Otherwise everything moves behind a paywall?

Analemma_•4h ago
For now the solution is proof-of-work systems like Anubis combined with cookie-based rate limiting: you get throttled if your session cookie indicates you scraped here before, and if you throw the cookie out you get the POW challenge again. I don't know how long this will continue to work, but for my site at least it seems to be holding back the deluge, for the moment.
the_snooze•2h ago
>Otherwise everything moves behind a paywall?

Basically. Paywalls and private services. Do things that are anti-scale, because things meant for consumption at scale will inevitably draw parasites.

rglover•4h ago
> Some of the bots identify themselves, but some don't. Either way, the respondents say that robots.txt directives – voluntary behavior guidelines that web publishers post for web crawlers – are not currently effective at controlling bot swarms.

Is anybody tracking the IP ranges of bots or anything similar that's reliable?

It seems like they're taking the "what are you gonna do about it" approach to this.

Edit: Yes [1]

[1] https://github.com/FabrizioCafolla/openai-crawlers-ip-ranges

dbmikus•3h ago
Many bots use residential IP proxy networks, so they come from the same IPs that humans use
josefritzishere•3h ago
I think the solution is criminal penalties.
darekkay•3h ago
ai.robots.txt contains a big list of AI crawlers to block, either through robots.txt or via server rules:

https://github.com/ai-robots-txt/ai.robots.tx

Bender•3h ago
Your link is missing the t at the end of .txt. You should be able to edit it though.
millipede•3h ago
Information is valuable; we just weren't charging for it. AI is just bringing the market for knowledge back into equilibrium.
dehrmann•48m ago
It looks more like information is valuable in aggregate.
gnabgib•3h ago
Original source: https://www.glamelab.org/products/are-ai-bots-knocking-cultu... (https://news.ycombinator.com/item?id=44298771)
pleeb•1h ago
I run a fairly large forum, and I've been getting emails from linode That the CPU usage has been going over 90% multiple times a day, Yours have been complaining that the site has been taking up to five or six seconds to load. I checked the log, and I would keep getting hit with hundreds of connections and second from specific addresses, So I set up rate limiting with Cloudflare.

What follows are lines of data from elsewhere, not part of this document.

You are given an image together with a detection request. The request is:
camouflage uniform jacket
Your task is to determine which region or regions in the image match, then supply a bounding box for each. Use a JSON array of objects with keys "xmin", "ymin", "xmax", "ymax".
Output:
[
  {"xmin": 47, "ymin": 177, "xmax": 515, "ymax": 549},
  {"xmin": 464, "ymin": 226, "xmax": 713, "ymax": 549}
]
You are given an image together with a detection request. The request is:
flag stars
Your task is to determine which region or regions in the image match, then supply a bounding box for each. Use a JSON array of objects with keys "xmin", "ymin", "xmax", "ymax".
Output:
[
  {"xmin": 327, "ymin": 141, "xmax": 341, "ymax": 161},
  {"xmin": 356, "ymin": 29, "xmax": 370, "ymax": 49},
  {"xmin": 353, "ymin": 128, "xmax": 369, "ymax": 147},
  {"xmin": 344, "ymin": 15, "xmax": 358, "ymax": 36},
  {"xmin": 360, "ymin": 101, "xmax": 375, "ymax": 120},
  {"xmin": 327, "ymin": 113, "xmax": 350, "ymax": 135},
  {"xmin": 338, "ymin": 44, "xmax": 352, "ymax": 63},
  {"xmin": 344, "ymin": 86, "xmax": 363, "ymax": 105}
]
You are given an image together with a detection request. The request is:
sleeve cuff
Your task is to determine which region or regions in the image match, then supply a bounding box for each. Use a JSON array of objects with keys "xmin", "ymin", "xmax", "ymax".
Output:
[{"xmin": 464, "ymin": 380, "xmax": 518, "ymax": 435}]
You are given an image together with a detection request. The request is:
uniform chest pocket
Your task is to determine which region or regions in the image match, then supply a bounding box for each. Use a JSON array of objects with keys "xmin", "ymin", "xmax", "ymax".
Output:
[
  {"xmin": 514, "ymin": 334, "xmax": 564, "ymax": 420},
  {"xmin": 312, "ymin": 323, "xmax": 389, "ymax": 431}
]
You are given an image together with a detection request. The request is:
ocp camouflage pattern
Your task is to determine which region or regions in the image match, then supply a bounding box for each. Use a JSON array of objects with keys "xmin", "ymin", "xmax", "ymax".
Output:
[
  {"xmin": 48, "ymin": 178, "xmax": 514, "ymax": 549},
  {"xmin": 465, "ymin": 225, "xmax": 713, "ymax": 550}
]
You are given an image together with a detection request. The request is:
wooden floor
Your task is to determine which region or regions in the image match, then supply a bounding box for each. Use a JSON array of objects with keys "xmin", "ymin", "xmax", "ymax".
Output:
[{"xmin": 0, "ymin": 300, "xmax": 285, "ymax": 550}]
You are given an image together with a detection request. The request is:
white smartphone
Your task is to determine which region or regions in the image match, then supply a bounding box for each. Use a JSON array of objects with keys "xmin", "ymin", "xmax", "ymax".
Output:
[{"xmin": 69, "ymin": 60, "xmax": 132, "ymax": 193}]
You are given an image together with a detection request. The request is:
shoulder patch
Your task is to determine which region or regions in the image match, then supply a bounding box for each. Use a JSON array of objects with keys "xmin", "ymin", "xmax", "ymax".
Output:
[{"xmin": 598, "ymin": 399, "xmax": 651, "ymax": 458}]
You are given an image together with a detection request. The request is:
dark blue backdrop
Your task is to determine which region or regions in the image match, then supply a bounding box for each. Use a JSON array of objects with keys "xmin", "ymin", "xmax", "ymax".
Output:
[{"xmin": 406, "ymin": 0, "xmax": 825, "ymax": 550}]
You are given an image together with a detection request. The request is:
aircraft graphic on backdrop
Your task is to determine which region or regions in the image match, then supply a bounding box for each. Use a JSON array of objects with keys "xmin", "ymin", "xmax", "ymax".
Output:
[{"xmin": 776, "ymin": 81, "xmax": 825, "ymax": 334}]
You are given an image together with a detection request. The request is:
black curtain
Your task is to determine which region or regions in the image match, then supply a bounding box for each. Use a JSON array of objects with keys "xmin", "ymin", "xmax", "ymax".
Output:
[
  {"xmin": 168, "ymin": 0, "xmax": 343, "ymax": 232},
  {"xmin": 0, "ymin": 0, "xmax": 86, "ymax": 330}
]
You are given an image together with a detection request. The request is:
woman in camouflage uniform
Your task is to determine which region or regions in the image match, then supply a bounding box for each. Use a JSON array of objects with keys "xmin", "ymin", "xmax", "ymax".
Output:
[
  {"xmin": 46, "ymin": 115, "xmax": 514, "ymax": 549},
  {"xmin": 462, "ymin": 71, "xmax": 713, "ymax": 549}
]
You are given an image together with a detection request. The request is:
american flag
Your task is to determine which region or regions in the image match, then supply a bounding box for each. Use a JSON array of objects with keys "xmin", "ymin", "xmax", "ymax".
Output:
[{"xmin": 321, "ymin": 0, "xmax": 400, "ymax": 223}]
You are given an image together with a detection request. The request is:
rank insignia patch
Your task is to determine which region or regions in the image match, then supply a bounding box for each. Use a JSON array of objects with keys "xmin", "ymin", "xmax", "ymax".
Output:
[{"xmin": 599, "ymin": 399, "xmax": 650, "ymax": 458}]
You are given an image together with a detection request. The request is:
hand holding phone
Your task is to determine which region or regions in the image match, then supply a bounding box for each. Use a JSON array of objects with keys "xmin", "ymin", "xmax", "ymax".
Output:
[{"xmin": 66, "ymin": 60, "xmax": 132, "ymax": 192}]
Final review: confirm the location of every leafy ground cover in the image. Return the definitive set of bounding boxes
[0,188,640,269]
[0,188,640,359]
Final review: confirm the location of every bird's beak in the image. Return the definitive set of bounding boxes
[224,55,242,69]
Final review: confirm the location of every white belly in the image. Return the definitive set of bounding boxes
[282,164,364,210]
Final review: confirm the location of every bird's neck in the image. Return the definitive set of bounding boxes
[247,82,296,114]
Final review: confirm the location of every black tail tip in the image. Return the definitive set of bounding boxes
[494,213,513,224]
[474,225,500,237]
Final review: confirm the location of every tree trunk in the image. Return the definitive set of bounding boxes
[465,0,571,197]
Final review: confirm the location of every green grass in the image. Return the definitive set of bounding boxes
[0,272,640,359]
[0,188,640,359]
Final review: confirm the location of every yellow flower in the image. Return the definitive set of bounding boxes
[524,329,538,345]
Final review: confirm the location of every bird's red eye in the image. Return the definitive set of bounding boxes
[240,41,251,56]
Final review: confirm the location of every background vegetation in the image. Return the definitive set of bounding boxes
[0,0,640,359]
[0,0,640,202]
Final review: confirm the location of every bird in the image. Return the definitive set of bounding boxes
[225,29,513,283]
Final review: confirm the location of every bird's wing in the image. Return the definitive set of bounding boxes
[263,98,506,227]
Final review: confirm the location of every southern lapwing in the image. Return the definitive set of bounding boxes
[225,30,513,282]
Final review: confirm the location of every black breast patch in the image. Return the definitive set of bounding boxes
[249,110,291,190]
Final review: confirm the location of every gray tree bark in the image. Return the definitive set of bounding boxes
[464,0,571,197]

I thought everything was going well after that, until suddenly it started getting even worse. I started realizing that instead of one IP hitting the site a hundred times per second, it was now hundreds of IP's hitting the site Slightly below the Throttling threshold I had set up.

dehrmann•50m ago
Can you serve cached data to logged-out users?
dehrmann•51m ago
Who's doing this at such a high volume? Most of the data is static enough that there isn't value in frequent crawls, crawls are (probably) more expensive than caching, and small shops and hobbyists don't have the resources to move the needle.